# O czym oni mówią, czyli skrypt podpowiadający znaki drogowe



## fatalbomb

Na forum mamy kilka wątków, w których prowadzone są dyskusje na temat oznakowania, czy wykładni poszczególnych znaków drogowych. Do sztandarowych przykładów należą "Zasady ruchu drogowego" czy "Oznakowanie dróg", ale można spotkać krótkie dyskusje na te tematy również w tych inwestycyjnych.

Zazwyczaj w takich tematach gęsto ścielą się odwołania do znaków drogowych poprzez ich kod określony w ustawie Prawo o Ruchu Drogowym czy rozporządzeniach o znakach i sygnałach. Rekordy padają w "Zasadach ruchu drogowego", gdzie na jednej stronie liczba kodów znaków czasem przekracza 150. Oczywiście, są Forumowicze znający te symbole na pamięć (instruktorzy jazdy, prawnicy zajmujący się PoRD), ale spora część osób przeglądających wątki, napotykając na enigmatyczny kod typu "E-17a" zmuszona jest wyszukać go przez Google, aby dowiedzieć się, że to jest znak początku miejscowości.

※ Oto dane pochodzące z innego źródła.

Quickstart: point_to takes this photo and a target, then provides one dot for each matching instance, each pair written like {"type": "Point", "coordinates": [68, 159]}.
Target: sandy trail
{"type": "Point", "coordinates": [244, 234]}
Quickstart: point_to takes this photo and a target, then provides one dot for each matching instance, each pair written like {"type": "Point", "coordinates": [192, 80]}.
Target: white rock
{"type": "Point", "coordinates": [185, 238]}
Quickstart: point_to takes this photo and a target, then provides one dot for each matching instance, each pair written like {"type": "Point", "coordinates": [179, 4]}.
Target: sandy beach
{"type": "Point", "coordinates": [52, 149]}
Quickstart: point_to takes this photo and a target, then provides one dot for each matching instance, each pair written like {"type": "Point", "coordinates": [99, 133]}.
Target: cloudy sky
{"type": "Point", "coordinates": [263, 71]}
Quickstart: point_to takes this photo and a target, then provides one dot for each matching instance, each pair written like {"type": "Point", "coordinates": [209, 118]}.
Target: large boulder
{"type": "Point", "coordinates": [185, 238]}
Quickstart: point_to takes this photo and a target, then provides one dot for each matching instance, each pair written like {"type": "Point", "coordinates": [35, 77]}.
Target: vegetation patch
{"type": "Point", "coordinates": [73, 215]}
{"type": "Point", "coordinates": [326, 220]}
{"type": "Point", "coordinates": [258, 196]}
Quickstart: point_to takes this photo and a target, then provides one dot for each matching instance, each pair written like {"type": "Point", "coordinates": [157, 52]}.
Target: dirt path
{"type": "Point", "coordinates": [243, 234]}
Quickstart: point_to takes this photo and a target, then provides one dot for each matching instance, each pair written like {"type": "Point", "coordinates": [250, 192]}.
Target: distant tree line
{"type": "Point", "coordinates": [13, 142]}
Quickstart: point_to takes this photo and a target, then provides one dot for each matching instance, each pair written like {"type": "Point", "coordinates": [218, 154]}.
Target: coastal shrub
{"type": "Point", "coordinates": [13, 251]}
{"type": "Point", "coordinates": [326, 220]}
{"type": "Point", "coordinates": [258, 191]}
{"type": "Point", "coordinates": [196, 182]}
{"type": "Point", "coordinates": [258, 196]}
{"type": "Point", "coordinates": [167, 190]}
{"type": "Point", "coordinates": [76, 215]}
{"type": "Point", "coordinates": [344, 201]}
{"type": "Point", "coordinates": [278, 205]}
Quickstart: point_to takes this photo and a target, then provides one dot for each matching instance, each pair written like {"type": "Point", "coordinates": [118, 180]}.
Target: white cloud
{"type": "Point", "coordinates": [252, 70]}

Oczywiście, przy przedłużających się dyskusjach wbije nam się w końcu w głowę jakiś popularny symbol, typu C-12, B-20, B-33, ale gdy "poleci" egzotyka typu B-19 czy A-13, zaczynają się schody.

W związku z powyższym, przyszedł mi jakiś czas temu do głowy pomysł, aby opracować rozszerzenie do przeglądarki, które "przetłumaczy" mi symbole znaków na ich reprezentację graficzną. Po mniej więcej tygodniu mniej lub bardziej intensywnego kodowania, słowo stało się ciałem.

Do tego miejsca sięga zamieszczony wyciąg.